Newman is set to be discussed by the Justices in their “long conference” on Sept. 28 (today) which means that a decision on whether the court will hear the case could come sometime this week. Several things to note: (1) the “long conference” is the largest certiorari-related meeting of the year at which the Justices address all of the petitions that have piled up over the court’s summer recess (and likely at the end of the preceding term). The justices will discuss nearly 2,000 petitions during this conference. History suggests that petitions reviewed at this conference are granted only half as often as those addressed at other times of year; (2) In addition to deciding to grant or deny certiorari or deny it at that conference, Supreme Court watchers have noted that the court increasingly “holds over” petitions for a subsequent conference. Statistically, doing so increases the likelihood that the court will ultimately grant certiorari. Since the vast majority of petitions will be denied at this conference, perhaps the best outcome the government can hope for is that the Newman petition will be held over for later consideration. We’ll know something more shortly.

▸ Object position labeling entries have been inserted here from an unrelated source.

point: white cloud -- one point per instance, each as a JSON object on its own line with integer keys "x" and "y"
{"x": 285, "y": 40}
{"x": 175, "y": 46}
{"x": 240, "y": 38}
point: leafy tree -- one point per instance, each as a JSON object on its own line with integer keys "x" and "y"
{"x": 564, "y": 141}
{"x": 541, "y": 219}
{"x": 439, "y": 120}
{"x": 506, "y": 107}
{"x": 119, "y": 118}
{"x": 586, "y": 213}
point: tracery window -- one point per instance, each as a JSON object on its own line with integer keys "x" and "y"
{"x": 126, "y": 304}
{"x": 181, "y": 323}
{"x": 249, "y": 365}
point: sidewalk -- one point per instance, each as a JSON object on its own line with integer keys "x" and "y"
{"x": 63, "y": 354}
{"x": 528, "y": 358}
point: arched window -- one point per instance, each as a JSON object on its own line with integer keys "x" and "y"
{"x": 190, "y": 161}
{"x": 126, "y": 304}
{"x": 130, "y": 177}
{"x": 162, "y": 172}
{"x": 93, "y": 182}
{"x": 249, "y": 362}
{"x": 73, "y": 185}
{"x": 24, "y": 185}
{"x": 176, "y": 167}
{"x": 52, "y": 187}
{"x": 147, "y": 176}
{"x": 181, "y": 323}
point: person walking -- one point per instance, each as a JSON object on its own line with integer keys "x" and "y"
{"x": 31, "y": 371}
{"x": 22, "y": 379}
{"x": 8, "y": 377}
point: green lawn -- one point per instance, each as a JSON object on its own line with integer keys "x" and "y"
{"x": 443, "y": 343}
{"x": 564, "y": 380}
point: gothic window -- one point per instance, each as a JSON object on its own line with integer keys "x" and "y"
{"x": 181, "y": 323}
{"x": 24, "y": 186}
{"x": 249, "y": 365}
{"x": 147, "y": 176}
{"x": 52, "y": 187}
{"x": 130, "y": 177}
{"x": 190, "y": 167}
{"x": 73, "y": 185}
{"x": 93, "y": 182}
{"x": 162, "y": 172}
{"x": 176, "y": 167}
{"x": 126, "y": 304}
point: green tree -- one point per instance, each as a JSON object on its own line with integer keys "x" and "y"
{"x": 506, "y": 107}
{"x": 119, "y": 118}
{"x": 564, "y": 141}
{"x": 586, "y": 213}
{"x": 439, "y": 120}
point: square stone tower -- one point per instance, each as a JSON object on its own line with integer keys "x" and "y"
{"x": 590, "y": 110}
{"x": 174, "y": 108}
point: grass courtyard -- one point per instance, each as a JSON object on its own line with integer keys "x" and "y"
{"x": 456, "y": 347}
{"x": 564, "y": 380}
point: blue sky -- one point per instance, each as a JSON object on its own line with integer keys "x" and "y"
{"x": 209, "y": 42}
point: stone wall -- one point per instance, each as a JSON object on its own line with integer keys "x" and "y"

Meanwhile, back in the Southern District of New York, Judge Jed Rakoff handed the SEC a win earlier this month when he denied defendants’ efforts to apply the Newman standard to the SEC’s civil enforcement action in SEC v. Payton. Judge Rakoff denied defendants’ summary judgment motion and sided with the SEC, concluding that, unlike in a criminal action, the agency need not prove that defendants knew that the initial tipper received a meaningful “personal benefit” in exchange for the disclosed inside information. The court did not explain its rationale, but the SEC had argued that it was entitled a lower burden of proof (i.e., recklessness, as opposed to knowledge of personal benefit, and a lower quantum of personal benefit) than is required under Newman. However, the court also indicated that, in light of the pending Newman petition for certiorari, and the possibility that the Supreme Court could ultimately alter the Newman analysis, he would give any party the opportunity to seek a stay pending Newman’s final resolution. Defendants indicated that they would request such a stay.
The SEC Loses An Insider Trading Case On Its Home Court
These two topics converged in mid-September in In re Ruggieri. There, an SEC ALJ dismissed a civil insider trading case based on Newman. Like the commission in Timbervest, the ALJ first dismissed Ruggieri’s constitutional challenges based on the Appointments Clause and the argument regarding the multiple strata between the President and the ALJs. However, on the merits, the ALJ sided with Ruggieri. The ALJ applied Newman and concluded that the agency did not show that the tipper (Bolan) gave Ruggieri inside information in exchange for a personal benefit. In doing so, contrary to the Government’s Newman petition, the ALJ stated that he “d[id] not . . . read Newman as conflicting with Dirks.” Rather, he believed it simply “clarif[ied] the standard where proof of a personal benefit is based on a personal relationship or friendship.”
The SEC adequately demonstrated that the tipper (Bolan) provided inside information to others, including Ruggieri, on multiple occasions. However, the SEC had only demonstrated that Ruggieri gave the tipper general career advice and that the two simply had an “amicable working relationship” rather than a meaningful, close, or personal friendship. As a result, the ALJ concluded that the SEC had not shown that Ruggieri provided Bolan any meaningful “personal benefit” in exchange for the inside information or that the two shared a sufficiently close relationship.
Ruggieri does not demonstrate that the SEC’s administrative court is a level playing field or lacks the constitutional infirmities being challenged in federal court; however, at least in this instance, it shows that a defendant can sometimes still prevail before the SEC. It might also suggest that the SEC’s newer ALJs (Judge Patil is the newest and has only been an ALJ for a year) might be less institutionally-aligned and more independent than more seasoned ALJs. Only time will tell if that is the case and what the repercussions of that independence might be.